- Born: Genia Nemenoff October 23, 1905 Paris, France
- Died: September 19, 1989 (aged 83) Manhattan, New York City, U.S.
- Occupation: Classical pianist
- Instrument: Piano
- Years active: 1937–1968

= Genia Nemenoff =

French classical pianist

Genia Nemenoff (October 23, 1905 - September 19, 1989) was a French classical pianist and a co-founder of the “Luboshutz & Nemenoff” piano duo formed in 1937.

Nemenoff was well known for her pianistic collaboration with her lifelong duet partner and husband, Russian pianist, Pierre Luboshutz. Considered among the greatest duo-piano teams of all time, Nemenoff and Luboshutz toured broadly in the Western hemisphere, including Europe and South Africa during 1940-1950s.

==Early life==
Nemenoff was born in Paris in 1905 to Russian parents. She studied at the Paris Conservatoire with Isidor Philipp and was a pupil of Wager Swayne in her earlier piano training. An avid collaborative pianist, Nemenoff began her performing career primarily as an accompanist for singers.

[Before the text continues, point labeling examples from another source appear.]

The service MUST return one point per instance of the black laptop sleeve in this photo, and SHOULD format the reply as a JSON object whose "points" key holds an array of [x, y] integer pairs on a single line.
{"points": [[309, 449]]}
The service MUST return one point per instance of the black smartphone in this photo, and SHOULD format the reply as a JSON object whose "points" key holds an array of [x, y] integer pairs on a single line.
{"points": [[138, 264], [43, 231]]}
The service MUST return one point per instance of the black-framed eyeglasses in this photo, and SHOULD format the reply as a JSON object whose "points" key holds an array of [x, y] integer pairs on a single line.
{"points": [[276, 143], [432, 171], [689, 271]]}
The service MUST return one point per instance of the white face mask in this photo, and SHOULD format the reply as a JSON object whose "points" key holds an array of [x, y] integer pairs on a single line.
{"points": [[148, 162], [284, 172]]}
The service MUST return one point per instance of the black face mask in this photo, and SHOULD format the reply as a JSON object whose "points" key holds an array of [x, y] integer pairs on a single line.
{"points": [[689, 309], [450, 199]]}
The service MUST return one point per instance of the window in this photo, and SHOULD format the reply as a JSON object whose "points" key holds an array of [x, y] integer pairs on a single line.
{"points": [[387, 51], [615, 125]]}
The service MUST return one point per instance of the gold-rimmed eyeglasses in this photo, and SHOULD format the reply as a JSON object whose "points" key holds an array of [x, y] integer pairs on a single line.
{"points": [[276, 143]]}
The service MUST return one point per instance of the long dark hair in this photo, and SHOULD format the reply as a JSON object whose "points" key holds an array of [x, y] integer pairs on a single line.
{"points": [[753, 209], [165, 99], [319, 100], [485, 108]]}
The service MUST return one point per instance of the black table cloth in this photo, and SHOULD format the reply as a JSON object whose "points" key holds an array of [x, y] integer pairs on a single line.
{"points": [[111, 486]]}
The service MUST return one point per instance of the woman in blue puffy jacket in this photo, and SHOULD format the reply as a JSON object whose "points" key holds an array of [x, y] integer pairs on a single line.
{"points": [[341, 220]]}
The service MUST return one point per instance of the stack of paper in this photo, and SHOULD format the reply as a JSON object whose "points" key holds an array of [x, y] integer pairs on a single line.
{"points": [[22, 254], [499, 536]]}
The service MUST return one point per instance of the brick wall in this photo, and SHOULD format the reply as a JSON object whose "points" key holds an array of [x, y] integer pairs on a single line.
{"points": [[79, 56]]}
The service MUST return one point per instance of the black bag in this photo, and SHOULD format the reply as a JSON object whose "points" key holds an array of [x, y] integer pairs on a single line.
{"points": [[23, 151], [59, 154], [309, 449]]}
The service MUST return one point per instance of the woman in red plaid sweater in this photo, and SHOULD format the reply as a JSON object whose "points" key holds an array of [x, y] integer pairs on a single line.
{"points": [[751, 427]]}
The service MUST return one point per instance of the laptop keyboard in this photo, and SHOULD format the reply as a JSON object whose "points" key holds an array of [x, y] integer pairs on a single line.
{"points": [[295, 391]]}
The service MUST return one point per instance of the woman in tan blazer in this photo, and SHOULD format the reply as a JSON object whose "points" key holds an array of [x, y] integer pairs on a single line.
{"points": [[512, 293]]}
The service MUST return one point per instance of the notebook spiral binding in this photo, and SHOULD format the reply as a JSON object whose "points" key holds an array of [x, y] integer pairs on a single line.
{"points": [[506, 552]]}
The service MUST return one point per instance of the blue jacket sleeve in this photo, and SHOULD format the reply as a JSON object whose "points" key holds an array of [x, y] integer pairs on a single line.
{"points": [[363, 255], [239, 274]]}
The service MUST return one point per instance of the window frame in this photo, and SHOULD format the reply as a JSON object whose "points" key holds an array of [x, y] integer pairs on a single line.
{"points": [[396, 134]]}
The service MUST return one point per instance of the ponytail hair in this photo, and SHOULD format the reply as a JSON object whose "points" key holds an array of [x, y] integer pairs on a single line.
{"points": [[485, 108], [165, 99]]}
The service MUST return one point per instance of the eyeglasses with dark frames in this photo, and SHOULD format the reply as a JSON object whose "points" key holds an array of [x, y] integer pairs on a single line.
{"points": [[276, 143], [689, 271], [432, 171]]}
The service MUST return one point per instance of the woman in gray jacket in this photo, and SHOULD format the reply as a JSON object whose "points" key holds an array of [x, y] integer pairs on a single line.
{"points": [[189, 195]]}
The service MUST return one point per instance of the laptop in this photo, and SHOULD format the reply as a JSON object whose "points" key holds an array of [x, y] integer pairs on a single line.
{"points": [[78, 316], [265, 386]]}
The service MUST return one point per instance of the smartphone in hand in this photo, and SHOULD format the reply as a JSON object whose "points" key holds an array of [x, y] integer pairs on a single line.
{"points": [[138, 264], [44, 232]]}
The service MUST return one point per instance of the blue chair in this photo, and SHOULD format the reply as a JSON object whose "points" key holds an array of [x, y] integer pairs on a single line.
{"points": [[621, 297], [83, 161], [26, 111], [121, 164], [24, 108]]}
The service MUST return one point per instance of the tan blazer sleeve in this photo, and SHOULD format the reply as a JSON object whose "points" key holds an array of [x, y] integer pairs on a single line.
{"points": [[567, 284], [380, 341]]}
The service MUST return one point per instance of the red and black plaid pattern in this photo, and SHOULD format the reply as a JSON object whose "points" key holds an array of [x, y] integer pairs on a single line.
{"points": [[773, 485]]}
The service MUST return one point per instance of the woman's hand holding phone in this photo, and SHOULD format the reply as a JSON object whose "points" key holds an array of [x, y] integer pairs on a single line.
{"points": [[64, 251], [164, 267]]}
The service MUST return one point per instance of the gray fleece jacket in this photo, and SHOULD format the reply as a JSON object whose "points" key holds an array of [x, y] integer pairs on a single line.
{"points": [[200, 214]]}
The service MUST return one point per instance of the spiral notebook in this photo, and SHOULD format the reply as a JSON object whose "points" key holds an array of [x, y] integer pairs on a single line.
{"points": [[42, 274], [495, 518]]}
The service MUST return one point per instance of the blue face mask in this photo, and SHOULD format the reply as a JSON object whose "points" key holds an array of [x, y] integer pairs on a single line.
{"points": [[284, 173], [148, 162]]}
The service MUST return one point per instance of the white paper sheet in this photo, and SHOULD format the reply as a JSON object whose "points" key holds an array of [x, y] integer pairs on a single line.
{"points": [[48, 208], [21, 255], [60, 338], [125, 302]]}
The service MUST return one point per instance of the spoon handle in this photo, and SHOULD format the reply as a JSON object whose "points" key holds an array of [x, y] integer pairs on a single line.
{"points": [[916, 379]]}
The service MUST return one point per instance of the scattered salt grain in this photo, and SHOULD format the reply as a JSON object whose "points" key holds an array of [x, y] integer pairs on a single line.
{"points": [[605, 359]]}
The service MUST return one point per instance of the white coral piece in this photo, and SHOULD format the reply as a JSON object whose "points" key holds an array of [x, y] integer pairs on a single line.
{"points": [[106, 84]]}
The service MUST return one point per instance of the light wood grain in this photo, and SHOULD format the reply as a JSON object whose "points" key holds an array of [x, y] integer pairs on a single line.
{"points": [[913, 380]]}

== Marriage with Luboshutz ==
The romance between Nemenoff and Luboshutz began in 1931. "The couple first met at the Paris Conservatoire where Luboshutz was conducting a piano masterclass for a small group of professionals" and Nemenoff was among the participants. In that year, after her successful Paris debut and tours throughout Europe, Nemenoff married Luboshutz in the United States and they settled in New York City.

The couple's move was also in response to the immigration of Nemenoff's sister-in-law, the celebrated Russian violinist, Lea Luboshutz. She moved to the States due to the Russian revolution and had served as a faculty member at the Curtis Institute of Music in Philadelphia since 1928.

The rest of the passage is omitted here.